The key insight: firm composition matters for who benefits from infrastructure. Transit doesn't just move workers to jobs, it also moves jobs to workers, and the types of firms that locate determine employment effects.

Where do these new workers come from? Together with co-author Karmini Sharma, I am conducting surveys at firms, households, and with commuters to trace this precisely. Pilot data suggest many employees at new establishments live within 1-2 kilometers—transit creates hyper-local employment.
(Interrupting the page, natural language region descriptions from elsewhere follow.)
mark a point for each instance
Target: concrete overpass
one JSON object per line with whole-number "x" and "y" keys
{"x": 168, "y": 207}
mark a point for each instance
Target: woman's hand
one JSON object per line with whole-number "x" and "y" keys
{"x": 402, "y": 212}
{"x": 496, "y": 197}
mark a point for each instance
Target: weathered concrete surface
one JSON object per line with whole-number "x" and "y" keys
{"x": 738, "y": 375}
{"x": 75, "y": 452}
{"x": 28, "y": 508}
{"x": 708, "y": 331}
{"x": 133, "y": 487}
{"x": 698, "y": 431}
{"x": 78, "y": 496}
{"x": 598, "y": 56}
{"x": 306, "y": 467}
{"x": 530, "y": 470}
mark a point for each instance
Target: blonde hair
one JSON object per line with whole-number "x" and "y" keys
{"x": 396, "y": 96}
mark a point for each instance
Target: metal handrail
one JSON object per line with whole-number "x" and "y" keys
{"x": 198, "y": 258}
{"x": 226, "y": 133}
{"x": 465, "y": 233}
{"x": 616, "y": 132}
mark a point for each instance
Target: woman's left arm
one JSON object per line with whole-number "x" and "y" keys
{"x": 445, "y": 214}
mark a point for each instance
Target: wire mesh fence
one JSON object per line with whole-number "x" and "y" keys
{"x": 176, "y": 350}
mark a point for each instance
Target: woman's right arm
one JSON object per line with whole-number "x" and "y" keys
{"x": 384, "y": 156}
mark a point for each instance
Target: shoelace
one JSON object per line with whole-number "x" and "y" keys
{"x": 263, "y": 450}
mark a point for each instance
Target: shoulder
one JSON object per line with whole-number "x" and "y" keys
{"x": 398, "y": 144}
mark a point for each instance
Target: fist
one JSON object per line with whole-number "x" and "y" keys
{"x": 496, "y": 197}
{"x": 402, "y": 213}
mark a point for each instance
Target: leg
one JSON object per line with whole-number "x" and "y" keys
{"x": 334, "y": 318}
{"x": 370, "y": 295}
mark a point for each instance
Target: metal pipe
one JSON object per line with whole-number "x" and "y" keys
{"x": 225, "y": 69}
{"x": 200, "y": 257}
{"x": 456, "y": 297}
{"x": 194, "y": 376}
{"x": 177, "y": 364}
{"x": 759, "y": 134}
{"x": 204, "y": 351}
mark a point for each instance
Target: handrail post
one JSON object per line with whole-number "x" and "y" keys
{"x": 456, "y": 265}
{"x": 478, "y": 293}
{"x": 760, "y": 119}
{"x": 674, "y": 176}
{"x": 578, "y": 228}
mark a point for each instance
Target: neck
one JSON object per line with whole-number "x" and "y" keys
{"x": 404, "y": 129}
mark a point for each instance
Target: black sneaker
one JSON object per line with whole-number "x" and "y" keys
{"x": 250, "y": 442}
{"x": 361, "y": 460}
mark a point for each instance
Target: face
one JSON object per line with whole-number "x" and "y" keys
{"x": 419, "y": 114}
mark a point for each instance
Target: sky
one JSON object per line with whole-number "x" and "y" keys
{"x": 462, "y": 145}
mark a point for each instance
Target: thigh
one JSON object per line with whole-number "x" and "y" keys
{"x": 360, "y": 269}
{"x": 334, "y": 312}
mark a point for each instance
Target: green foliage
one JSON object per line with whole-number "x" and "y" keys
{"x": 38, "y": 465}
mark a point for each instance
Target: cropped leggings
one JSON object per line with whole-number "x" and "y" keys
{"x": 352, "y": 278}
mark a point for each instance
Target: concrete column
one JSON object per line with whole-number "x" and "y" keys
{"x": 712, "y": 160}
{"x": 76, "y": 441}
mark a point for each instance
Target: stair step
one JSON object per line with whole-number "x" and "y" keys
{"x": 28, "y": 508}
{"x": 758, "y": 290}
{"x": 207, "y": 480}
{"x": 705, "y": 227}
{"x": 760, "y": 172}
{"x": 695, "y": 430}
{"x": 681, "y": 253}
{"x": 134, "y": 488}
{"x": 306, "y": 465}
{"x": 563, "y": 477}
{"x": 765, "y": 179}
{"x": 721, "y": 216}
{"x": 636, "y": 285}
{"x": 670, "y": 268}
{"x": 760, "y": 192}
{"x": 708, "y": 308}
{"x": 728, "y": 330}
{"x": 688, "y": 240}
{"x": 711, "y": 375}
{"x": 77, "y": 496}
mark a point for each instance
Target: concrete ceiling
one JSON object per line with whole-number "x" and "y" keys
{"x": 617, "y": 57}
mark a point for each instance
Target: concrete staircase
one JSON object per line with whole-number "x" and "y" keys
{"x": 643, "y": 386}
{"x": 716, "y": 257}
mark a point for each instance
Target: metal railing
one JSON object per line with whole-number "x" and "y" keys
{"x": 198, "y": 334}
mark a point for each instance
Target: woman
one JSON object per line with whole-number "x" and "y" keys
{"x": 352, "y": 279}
One concern is firm relocation driving these localized effects. While most increases concentrate within 2km of stations, I find no evidence of local displacement at least—employment effects in areas 2-5km away are not significantly negative. However, we need to understand city-wide effects as well.  I am developing a quantitative spatial model to capture broader distributional impacts. But here's the critical addition: standard spatial models assume firm boundaries don't matter—100 firms with 1 employee each should generate the same effects as 1 firm with 100 employees. This paper provides the first empirical evidence that this assumption might not apply when firm size matters for the distributional effects.

The policy implications are stark. Commuting interventions—fare subsidies, women-only transport—may fail to increase employment if they don't also create desirable jobs for women. On the infrastructure side, this suggests that transit-oriented development and mixed-use zoning around stations, could help move opportunities closer to those who are underrepresented in the workforce.